On the subject of an objectified world – we went to see The Hobbit as our new year family treat. Gollum is what I’m thinking of in this respect: the nasty little creature in his autistic bubble from which he views his entire world as Object. Actually that bit was faithfully, and well, rendered. Otherwise, while we had a fine evening out, I have to say the film was business as usual: Tolkien’s Hobbit, but stripped of its charm and lightness of touch. Then the special effects (of course – can we survive without them?)… And oh, the clichés!
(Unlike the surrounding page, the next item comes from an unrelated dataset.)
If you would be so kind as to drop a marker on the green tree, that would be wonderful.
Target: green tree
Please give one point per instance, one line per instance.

Cliché piled on cliché – and for whose edification, exactly?. If I see one more vertiginous descent, one more hanging-off from a crumbling cliff/tree/ridiculously oversized building, one day I sincerely think I’m going to throw up my overpriced popcorn onto that strangely sticky cinema floor.
A lot cheaper, but regretted not because of that but because we missed it, was Natalia Kieniewicz shivering the timbers of the Tin Hut last Thursday – no, two Thursdays ago now. I’ve always thought that place has the most wonderful acoustics, so I hope she hasn’t damaged them, especially since it was I who urged her and Adam to go and sing there: we had a bad conscience about not going ourselves, but we couldn’t leave poor Ben sitting his lonesome at Coldhome with his broken leg and our challenging toilet facilities.
Oh and – yes, I almost forgot the highlight of the season: We watched Back To The Future when we got back home, furiously disgruntled, on Hogmanay. – Clichés? Loved ’em. If I’d properly understood, back in 1985, about the value of a fist in a man’s face, I could have really made something of my life. Funny to think we’ll have flying cars in two years’ time though. I wonder what’s going to fuel them?